Before splurging for a new laptop, I decided to take a peek through my BIOS settings and managed to stumble across the culprit: the Intel “Speed Step” feature. On my Dell, this was under the “Performance” settings. I guess that the idea of Speed Step is that the i7 powers itself down when it decides you’d like your system to perform like a 486. Whatever the logic is that determines when to power down was clearly NOT working as intended on my laptop. After disabling Speed Step, I have been running for the entire day at speeds very similar to my desktop.
Hopefully someone else thinks to Google for this problem and find themselves helped by a similar approach. FWIW I suppose that this might mean that the laptop uses more battery, but you can be an informed consumer about whether you want to run fast or power-efficiently.
THANK YOU! so much Bill.
This has been frustrating me for ages. My Dell Studio XPS M620 2.66 has been frustratingly so slow. It has finally sped up past its Pentium 1 speed.
Cheers
Akash
My Dell M4600 with i7 had the same problem. UI felt very slow. I managed to do all those little tweaks (start up, services, themes…) before I stumbled on the SpeedStep hint. Turned it off and now all is good. Windows exp. index (WEI) went up from 3.7 to 7.4
Thank you!! I got my laptop about four days ago and was frustrated almost to the point of returning it with this problem. It was running like the 300mhz Pentium II laptop my friend had back in junior high. I mean, it was literally taking 30 seconds to open and load all of the icons in Control Panel.
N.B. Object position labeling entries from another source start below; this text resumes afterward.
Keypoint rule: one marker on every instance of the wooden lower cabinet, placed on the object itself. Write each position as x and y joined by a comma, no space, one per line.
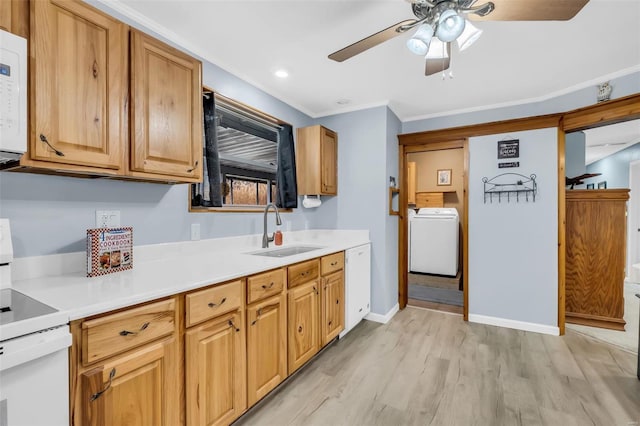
136,389
595,257
203,358
332,306
266,346
216,371
304,324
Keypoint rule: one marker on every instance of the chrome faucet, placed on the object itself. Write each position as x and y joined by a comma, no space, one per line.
266,239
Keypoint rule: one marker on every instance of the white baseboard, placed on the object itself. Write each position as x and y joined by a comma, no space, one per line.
372,316
518,325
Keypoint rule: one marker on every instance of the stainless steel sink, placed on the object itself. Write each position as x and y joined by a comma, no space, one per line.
286,251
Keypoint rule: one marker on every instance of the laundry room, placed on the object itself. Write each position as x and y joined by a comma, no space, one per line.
436,212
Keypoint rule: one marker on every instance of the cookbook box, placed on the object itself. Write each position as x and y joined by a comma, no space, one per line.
109,250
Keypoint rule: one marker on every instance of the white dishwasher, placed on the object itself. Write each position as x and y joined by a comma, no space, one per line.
433,233
357,285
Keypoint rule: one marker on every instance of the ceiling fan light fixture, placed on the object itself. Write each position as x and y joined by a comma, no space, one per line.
419,43
450,25
468,36
438,50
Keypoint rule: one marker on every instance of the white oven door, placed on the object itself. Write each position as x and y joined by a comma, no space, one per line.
35,392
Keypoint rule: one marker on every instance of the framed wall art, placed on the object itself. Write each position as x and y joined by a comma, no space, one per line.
444,177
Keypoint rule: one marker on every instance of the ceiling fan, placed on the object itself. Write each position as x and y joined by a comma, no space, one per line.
440,22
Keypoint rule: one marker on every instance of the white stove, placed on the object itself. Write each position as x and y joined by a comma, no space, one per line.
34,363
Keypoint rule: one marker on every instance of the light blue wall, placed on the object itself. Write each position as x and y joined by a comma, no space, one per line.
615,168
575,150
394,126
622,86
365,160
513,246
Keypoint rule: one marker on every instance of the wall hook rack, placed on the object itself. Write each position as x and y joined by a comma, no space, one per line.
510,185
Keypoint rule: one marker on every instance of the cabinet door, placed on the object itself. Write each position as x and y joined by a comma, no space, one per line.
332,306
304,324
78,85
216,371
266,346
329,162
166,110
141,388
Whatever algorithm SpeedStep is using, or maybe it’s the way the operating system communicates… in either case, there is some VERY poor communication somewhere along the line.
Thanks a lot!
thanks alot..it has been almost one year that i m using dell i7.. i had headach of such slow speed.. by disabling speed step it is much better now. thanks again.
This needs to be sent to everyone who owns a laptop with speedstep – HUGE difference in speed.
I have been dealing with this slow issue since the computer was new. I decided to start using my MacBook Pro a lot more. I am just finding this now and will do what you suggest! Thanks a million! Go Internet!
OMG!
Magic! Applications start 2-3 times faster now.
I just googled the same issue and your page was the first in a row!
Many thanks!
I was so ready to set this laptop on fire, and buy a MacBook. Thank goodness for the Google. Problem solved!
I’ve had this issue on my work laptop, but in my case I know why. If I use a dell charger with enough W, my precision M4600 i7 2.20Ghz run FASTER with speed step enabled, because as well as slowing the cpu when not much is happening, it overclocks it when it needs to.
However, if I use the incorrect charger, it throttles the CPU down to about 800MHz and is really slow unless you disable speedstep. It also charges much more slowly!
Thank you SO MUCH! Have been frustrated with the speeds on my Dell i7 laptop for ages. I was wondering why it was so slow, when I paid for such a nice processor. Hopefully they get their crap together on that. So irritating. And how many users would think to check their BIOS settings AND know what to look for?